Backtesting separates guessing from knowing. But bad backtesting is worse than no backtesting — it gives you false confidence. Here's how to do it right.
A client once showed me an EA with a backtest showing 300% return in 6 months with 5% drawdown. Sounded incredible. Then I looked at the settings — it was tested on just 3 months of data, with fixed lots, and the tick data quality was 30%.
That backtest meant nothing. Don't make the same mistake. Here's how to backtest properly.
Why Backtesting Matters
Backtesting tells you how your EA would have performed on historical price data. It's not perfect — markets change, past performance doesn't guarantee future results. But it's the only scientific way to validate a strategy before risking real money.
Step 1: Choose the Right Test Mode
MT5 Strategy Tester has three modes:
- "Every tick" — Simulates tick by tick using OHLC data. Fast, decent quality.
- "Every tick based on real ticks" — Uses actual tick data from your broker. Most accurate, slower.
- "1 minute OHLC" — Very fast but least accurate. Only use for initial parameter screening.
Always do your final validation test using "Every tick based on real ticks" mode. The extra time it takes is worth it for accuracy.
Step 2: Use Enough Historical Data
This is where most traders fail. They test on 3-6 months of data and think that's enough. It's not.
- Minimum: 2 years.
- Recommended: 5 years.
- Best: 10+ years for a robust strategy.
Why? Because 2 years might only cover one market condition. You want to test through bull markets, bear markets, crashes, ranging periods, and everything in between.
Step 3: Check Tick Data Quality
After running a test, check the "Modelling quality" percentage at the bottom of the report. Below 90% means the simulation had gaps and isn't reliable.
To improve data quality, download tick data from your broker directly in MT5 (Tools > History Center), or use a third-party tick data provider.
Step 4: Set Realistic Broker Conditions
Your backtest must match your live broker conditions as closely as possible:
- Spread — Use the actual spread your broker charges, not 0.
- Commission — Include commission if your broker charges it.
- Slippage — Set 2-5 points of slippage to simulate real conditions.
- Initial deposit — Use the same deposit you'll actually trade with.
What Good Results Look Like
- Profit Factor: Above 1.3. Ideally above 1.5.
- Max Drawdown: Below 20% of account.
- Win Rate: Depends on RR — 45%+ at 1:2 RR is excellent.
- Total Trades: At least 200+ trades for statistical significance.
- Sharpe Ratio: Above 1.0.
- Equity Curve: Smooth upward slope, no extreme flat periods.

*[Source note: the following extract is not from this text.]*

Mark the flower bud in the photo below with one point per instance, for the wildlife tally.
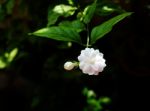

How to Avoid Curve Fitting
Curve fitting (over-optimization) means tweaking your EA parameters until it looks perfect on past data — but it fails on anything new.
How to avoid it:
- Split your data: Optimize on 70% of data, test on the remaining 30%.
- Use Walk Forward Optimization — repeatedly optimize on moving windows.
- Less parameters is better. A simple strategy with 3 parameters is more robust than 20.
- If tiny parameter changes cause big result changes, the strategy is fragile.
Forward Testing: The Final Check
Before going live, run your EA on a demo account for at least 4 weeks. This is "forward testing" — real market conditions, real time, but no real money at risk.
If forward test results are roughly consistent with your backtest, you're ready to go live with real money.
Conclusion
Proper backtesting is the foundation of trusting your EA. Skip it or do it lazily, and you're gambling. Do it right, and you have real evidence that your strategy has an edge.